A l’issue des combats, les soldats afghans progressent à nouveau et découvrent un insurgé, qui, atteint par les tirs d’un hélicoptère, est grièvement blessé. Et le capitaine Semrau lui donne le coup de grâce. Le corps du rebelle est laissé sur place et il ne sera jamais récupéré.

Mais cette affaire n’en reste pas là pour l’officier canadien puisqu’il est accusé par la justice militaire de son pays de meurtre non prémédité, de tentative de meurtre et de conduite déshonorante et de négligence dans l’exécution d’une tâche. De quoi lui valoir 25 ans de prison.

Pour sa défense, l’officier a indiqué avoir voulu abréger les souffrances du blessé. Et cela a été confirmé par le capitaine afghan Shafigullah, qui faisait partie de la patrouille au moment des faits. « Ses jambes (ndlr, du blessé) étaient sectionnés. Ses intestins étainet exposés. Il respirait difficilement (…) Ses chances de survie étaient nulles. Il pouvait mourir d’ici 5 à 10 minutes » a-t-il ainsi déclaré aux membres du tribunal qui avaient fait le déplacement en Afghanistan pour recuillir son témoignage.

Finalement, au terme d’un procès qui aura duré près de 7 mois, le juge militaire, le lieutenant-colonel Jean-Guy Perron, a rendu son verdict le 5 octobre dernier.

Après avoir évoqué les qualités du capitaine Semrau, décrit comme étant un officier exemplaire et courageux, le juge a estimé que son geste « n’était pas dans sa nature » mais qu’il ne diminuait pas pour autant la « gravité » de sa faute.

« Vous avez personnellement échoué à obéir à l’un de nos plus importants principes : celui de l’utilisation de la force en accord avec des ordres légitimes » a déclaré le juge militaire. « Nous avez pu être déchiré entre vos valeurs morales personnelles et vos devoirs en tant que soldat canadien » a-t-il poursuivi. Mais étant donné que le capitaine était « en position d’autorité », le lieutenant-colonel Perron a demandé « comment peut-on s’attendre à ce que nos soldats respectent les règles de la guerre si nos officiers ne le font pas? ».
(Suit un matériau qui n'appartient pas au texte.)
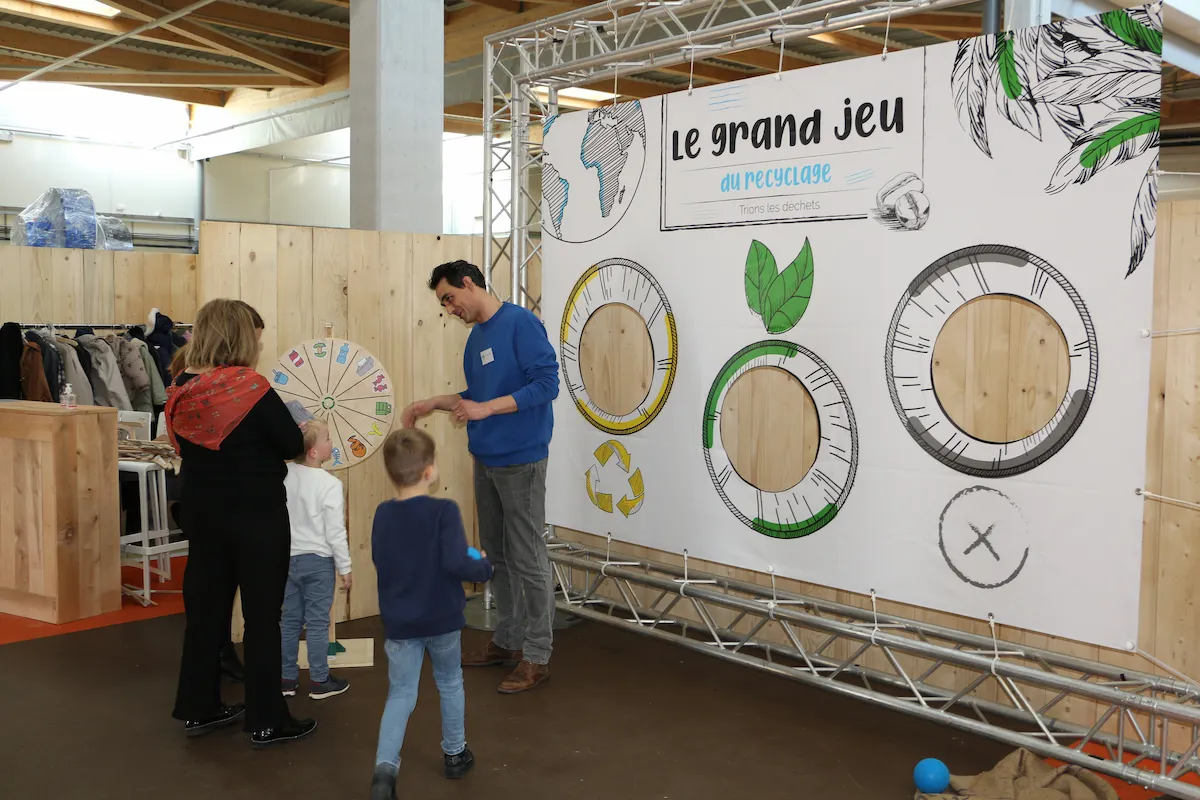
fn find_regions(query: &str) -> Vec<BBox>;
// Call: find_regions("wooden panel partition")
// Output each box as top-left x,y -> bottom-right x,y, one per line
197,222 -> 483,628
0,246 -> 198,325
0,402 -> 120,624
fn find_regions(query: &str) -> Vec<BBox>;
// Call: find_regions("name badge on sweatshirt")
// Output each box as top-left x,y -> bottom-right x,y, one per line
480,348 -> 494,366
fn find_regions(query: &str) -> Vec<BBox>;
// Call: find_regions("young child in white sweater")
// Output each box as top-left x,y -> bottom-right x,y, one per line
281,418 -> 353,700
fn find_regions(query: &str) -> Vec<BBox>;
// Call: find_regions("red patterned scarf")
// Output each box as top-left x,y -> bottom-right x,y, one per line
165,366 -> 270,451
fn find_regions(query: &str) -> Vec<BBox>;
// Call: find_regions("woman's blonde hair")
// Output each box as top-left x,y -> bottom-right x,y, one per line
187,299 -> 260,369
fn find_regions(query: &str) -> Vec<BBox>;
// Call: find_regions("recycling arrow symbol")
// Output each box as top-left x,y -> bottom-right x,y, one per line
585,439 -> 645,518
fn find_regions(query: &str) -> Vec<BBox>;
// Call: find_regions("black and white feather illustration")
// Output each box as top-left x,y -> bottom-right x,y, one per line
948,1 -> 1162,277
1129,156 -> 1158,278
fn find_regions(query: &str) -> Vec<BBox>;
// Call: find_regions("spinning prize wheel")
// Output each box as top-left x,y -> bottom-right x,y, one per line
268,338 -> 396,470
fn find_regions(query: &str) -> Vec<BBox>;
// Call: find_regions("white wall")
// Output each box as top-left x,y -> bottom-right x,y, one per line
0,135 -> 198,219
0,83 -> 198,220
202,131 -> 509,235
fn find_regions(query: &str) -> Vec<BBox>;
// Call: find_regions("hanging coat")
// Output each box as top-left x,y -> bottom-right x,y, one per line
77,333 -> 132,410
145,310 -> 175,385
109,334 -> 151,413
136,339 -> 167,408
53,339 -> 94,406
25,330 -> 63,399
0,322 -> 23,400
20,341 -> 53,402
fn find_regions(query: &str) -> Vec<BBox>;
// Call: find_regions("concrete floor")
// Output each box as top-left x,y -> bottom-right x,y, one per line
2,614 -> 1015,799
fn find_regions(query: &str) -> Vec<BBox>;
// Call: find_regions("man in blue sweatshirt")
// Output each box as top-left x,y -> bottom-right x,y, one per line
401,259 -> 561,694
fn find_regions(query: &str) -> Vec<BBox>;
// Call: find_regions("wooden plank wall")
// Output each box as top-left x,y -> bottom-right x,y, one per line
196,222 -> 482,625
0,246 -> 198,325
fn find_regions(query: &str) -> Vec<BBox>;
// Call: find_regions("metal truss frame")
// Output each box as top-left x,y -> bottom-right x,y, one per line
481,0 -> 977,311
548,538 -> 1200,799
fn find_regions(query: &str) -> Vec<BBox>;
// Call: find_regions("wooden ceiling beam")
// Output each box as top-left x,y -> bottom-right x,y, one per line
811,31 -> 899,57
0,0 -> 221,54
1164,98 -> 1200,127
150,0 -> 350,50
102,0 -> 325,84
0,68 -> 301,87
444,2 -> 593,61
652,61 -> 760,84
102,84 -> 227,105
719,48 -> 821,72
580,76 -> 675,100
0,25 -> 251,72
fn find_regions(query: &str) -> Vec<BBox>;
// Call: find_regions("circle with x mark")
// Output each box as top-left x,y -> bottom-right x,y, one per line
937,486 -> 1030,589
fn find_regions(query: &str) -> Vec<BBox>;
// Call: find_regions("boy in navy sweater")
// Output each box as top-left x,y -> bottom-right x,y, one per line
370,428 -> 494,800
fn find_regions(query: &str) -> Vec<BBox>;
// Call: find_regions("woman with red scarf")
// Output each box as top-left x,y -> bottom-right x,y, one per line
166,299 -> 316,748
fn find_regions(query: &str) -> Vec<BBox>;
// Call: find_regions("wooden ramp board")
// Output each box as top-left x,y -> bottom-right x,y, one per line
297,638 -> 375,669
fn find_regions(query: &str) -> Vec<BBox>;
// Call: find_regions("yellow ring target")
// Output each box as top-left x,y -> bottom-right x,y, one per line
559,258 -> 678,436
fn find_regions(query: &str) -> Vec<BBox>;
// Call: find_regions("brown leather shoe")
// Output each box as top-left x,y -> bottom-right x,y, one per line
462,641 -> 522,668
497,660 -> 550,694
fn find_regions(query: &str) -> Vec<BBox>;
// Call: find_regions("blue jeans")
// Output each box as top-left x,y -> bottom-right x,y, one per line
281,554 -> 336,683
375,631 -> 466,769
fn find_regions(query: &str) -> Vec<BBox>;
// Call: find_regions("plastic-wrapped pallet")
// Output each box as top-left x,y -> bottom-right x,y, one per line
96,214 -> 133,251
11,188 -> 99,249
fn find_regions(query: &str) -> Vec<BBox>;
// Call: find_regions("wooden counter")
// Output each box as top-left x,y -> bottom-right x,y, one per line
0,401 -> 121,623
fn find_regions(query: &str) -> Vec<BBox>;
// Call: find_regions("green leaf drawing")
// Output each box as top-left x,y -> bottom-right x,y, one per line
997,32 -> 1023,100
1100,9 -> 1163,55
1079,112 -> 1159,168
743,239 -> 777,315
762,238 -> 815,335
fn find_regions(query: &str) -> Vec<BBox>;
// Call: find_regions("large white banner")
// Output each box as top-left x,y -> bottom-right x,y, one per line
540,5 -> 1162,648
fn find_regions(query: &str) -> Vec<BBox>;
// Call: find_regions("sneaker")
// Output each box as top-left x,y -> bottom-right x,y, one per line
461,642 -> 521,667
281,679 -> 299,697
444,747 -> 475,779
183,703 -> 244,738
309,673 -> 349,700
370,763 -> 398,800
249,717 -> 317,749
498,661 -> 550,694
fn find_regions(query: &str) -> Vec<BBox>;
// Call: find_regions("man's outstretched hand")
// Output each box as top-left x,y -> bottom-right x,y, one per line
401,399 -> 436,428
453,399 -> 493,423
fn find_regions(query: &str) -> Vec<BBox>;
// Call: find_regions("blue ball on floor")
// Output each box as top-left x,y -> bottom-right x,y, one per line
466,546 -> 482,560
914,758 -> 950,793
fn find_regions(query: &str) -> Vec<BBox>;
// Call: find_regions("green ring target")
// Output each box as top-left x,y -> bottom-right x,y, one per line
702,340 -> 858,539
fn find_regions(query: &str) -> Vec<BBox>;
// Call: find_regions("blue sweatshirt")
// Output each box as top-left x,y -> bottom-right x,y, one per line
371,496 -> 494,641
460,302 -> 560,467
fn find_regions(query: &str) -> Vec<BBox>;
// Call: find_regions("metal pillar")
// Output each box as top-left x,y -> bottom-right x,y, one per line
983,0 -> 1002,33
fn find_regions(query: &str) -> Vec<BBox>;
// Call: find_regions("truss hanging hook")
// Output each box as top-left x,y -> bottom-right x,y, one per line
881,0 -> 897,61
988,613 -> 1002,677
869,589 -> 881,645
776,10 -> 787,81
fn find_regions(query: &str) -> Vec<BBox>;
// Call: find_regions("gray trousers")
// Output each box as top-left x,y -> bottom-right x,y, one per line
474,458 -> 553,665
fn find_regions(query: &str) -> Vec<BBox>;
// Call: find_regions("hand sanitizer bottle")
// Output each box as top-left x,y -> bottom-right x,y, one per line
60,383 -> 77,409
Rappelant, par ailleurs, l’illégalité du suicide assisté au Canada, le juge a donc condamné le capitaine Semrau à la radiation de l’armée et à être rétrogradé au rang de sous-lieutenant, alors que l’accusation avait demandé la démobilisation de l’officier et une peine de deux ans de prison.

Pour le brigadier général Gaston Côté, actuellement en retraite et cité par Radio Canada, les militaires doivent « obéir aux conventions de Genève qui demandent justement à ce que l’on prenne soin des ennemis blessés de la même façon que si c’était l’un de nos propres soldats ».

Selon les Conventions de Genève, peuvent être considérées comme prisonniers de guerre les personnes appartenant à un « mouvement de résistance » pourvu que ce dernier ait à sa tête une personne responsable pour ses subordonnés, porte ouvertement les armes, dispose d’un signe distinctif reconnaissable à distance et se conforme, dans ses opérations, aux lois et aux coutumes de la guerre.

Au moment de l’ouverture de la prison de Guantanamo, l’administration Bush avait décidé d’appliquer la convention de Genève relative au prisonniers de guerre aux combattants taliban capturés en Afghanistan mais pas aux membres d’al-Qaïda, considérés alors comme des mercenaires.